Note that all models included Log₁₀VEGF, Ang-1, Ang-2 and appropriate covariates. Ratio of Ang-1/Ang-2 was not included owing to significant colinearity with Ang-1 and Ang-2. Entries represent a summary of forward selection with variables that remained in the model and the order of selection. P < 0.15 was required to remain in the model.

Discussion

In this study we examined the relationship between the angiogenic growth factors VEGF, Ang-1, and Ang-2 and renal and cardiovascular disease progression in young patients with ADPKD. Significant relationships were observed between levels of VEGF, Ang-1, and Ang-1/Ang-2 and renal structural disease, including total renal volume, total cyst volume, and total cyst number (Table 2). These results are indicative of a potential role for upregulated angiogenesis in early renal cyst progression. Indeed, evidence of angiogenesis has previously been demonstrated on the surface of renal cysts from patients with ADPKD (7,8).

Both human liver and renal ADPKD cyst fluids contain VEGF, and a role for angiogenic growth factors in the growth of liver cysts in ADPKD has previously been demonstrated (6,8). Expression of VEGF, VEGF receptor 1, Ang-1, and Tie2 are strongly upregulated in liver cholangiocytes from ADPKD patients (10), and inhibition of the VEGF receptor is known to inhibit liver cyst growth in the pkd2(WS25/−) mouse model of ADPKD2, supporting a role for angiogenesis in liver cyst growth (22). However, the current study to the best of our knowledge, is the first to support a relationship between increased VEGF and angiopoietin with structural renal disease progression in human ADPKD. In view of the potential antagonistic effect of Ang-2 on Ang-1 activity (14–16), the Ang-1/Ang-2 ratio may impact biological activity. We therefore also assessed the affect of the ratio on renal and cardiac disease severity. Ang-1/Ang-2 was significantly related to total cyst volume and notably the only measure significantly, albeit weakly, related to total cyst number (P = 0.01).

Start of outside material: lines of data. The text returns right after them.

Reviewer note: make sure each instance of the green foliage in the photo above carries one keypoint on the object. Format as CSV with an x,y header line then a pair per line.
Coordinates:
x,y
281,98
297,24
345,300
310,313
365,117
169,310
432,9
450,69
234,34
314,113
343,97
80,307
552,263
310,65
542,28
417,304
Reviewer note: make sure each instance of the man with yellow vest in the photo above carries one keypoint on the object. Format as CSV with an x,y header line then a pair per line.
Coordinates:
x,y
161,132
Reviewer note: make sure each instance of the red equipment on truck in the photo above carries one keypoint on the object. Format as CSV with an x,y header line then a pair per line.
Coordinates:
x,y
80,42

The serum level of VEGF and Ang-2 also appears to be higher in young ADPKD patients compared to previously reported values for healthy young subjects or those with pathological conditions associated with elevated angiogenic growth factors. In the current study the mean serum VEGF level was 2997 pg/ml compared to a literature reported mean of 306 pg/ml in healthy children (23). In order to assess whether the elevation in serum VEGF reflected impaired renal clearance due to mild renal functional impairment or loss of renal reserve, we compared serum VEGF levels in young diabetic patients who were matched by age, sex, and renal function with the ADPKD patients. Mean serum VEGF level was significantly lower in the diabetic patients compared with the level in the ADPKD patients. Similarly, Ang-2 level in ADPKD was 2350 pg/ml compared to a literature reported control level of 68 (68–1330) pg/ml (14). Mysliwiec et al (24) reported a serum VEGF level of 312 (0–803) pg/ml in young patients with diabetic retinopathy and a healthy control level of 94 (13–328) pg/ml. This is also lower than the levels observed in ADPKD patients in the current study. It should also be noted that renal function was still within the normal range in the young ADPKD subjects in the current study. Serum angiogenic growth factor levels were also significantly related to renal function. Ang-1 levels were significantly correlated with urinary protein excretion (P = 0.009; Table 3). Previous animal studies have demonstrated strong time-dependent expression of Ang-1 in glomeruli of a diabetic rat model, and correlation with glomerular volume, glomerular area, and urinary protein (25). Serum VEGF level was correlated with creatinine clearance (P = 0.022; Table 3). This result indicates that serum VEGF may indicate very early renal changes as kidney function is essentially preserved in young patients with ADPKD. The mean creatinine clearance in the current study was 130.24 ± 29.4 ml/min/1.73 m² (Table 1).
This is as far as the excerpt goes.